In fact, according to the charity Women's Health Concern, approximately 17% of women aged 18-50 experience problems with vaginal dryness during sex, even before menopause. And over 50% of post-menopausal women between the ages of 51 and 60 experience vaginal dryness.

Are we really supposed to give up on sex after a certain age? Um, no.

There are a variety of options that can improve the symptoms of vaginal dryness and make sex fun again, regardless of how old you are or how many babies you've had. Again, talk to your doctor and see what’s right for you.

#4 - Why don't I enjoy sex anymore? 

Major life events like babies and menopause can trigger a change in the way you feel during sex. For too many women, rather than being fully celebrated as awesome feats of your womanhood, these milestones mark a somber downturn in your sex life.

That's just not ok.

While conditions such as vaginal laxity and dryness can have a negative impact on your sex life, it doesn't have to be that way.
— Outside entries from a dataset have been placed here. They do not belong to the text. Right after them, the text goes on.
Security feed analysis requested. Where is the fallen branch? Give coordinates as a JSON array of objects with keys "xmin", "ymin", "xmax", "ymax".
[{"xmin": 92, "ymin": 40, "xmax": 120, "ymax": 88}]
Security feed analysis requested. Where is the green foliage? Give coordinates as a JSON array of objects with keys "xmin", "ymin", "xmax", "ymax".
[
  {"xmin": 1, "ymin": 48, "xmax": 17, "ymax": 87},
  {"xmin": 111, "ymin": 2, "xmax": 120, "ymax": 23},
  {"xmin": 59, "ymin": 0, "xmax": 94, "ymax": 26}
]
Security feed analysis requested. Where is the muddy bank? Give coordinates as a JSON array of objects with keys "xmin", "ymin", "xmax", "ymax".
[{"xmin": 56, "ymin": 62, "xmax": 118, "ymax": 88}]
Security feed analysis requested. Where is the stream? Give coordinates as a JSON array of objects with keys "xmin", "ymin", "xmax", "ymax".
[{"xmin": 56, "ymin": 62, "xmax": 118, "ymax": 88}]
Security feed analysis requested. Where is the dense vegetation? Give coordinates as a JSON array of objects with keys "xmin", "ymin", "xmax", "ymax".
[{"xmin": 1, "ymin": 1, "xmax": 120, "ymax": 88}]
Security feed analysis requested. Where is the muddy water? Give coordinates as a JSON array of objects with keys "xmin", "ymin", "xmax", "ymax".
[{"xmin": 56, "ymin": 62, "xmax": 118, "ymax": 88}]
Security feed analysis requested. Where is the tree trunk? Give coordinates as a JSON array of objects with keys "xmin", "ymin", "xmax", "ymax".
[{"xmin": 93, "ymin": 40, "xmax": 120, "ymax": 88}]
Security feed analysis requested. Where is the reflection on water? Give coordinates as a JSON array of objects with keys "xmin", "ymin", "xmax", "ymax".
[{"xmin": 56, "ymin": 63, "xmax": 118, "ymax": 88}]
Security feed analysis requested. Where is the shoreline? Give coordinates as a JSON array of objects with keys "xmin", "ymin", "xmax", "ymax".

Whether you need practical ways to get out of your head so you can get closer to your partner, or solutions to improve your vaginal wellness, know that there are ways to reclaim your sexuality and love every part of being a woman.

#5 - Is this normal?

For many of us, even the smallest problem with our vaginas can be a cause for major anxiety — an unusual smell, discharge, or pain. And though we may not be served up with the countless drugs and Viagra marketing campaigns as our male counterparts, the truth is 40% of women experience sexual issues.

And yes, it is normal. But that doesn't mean it has to be your reality.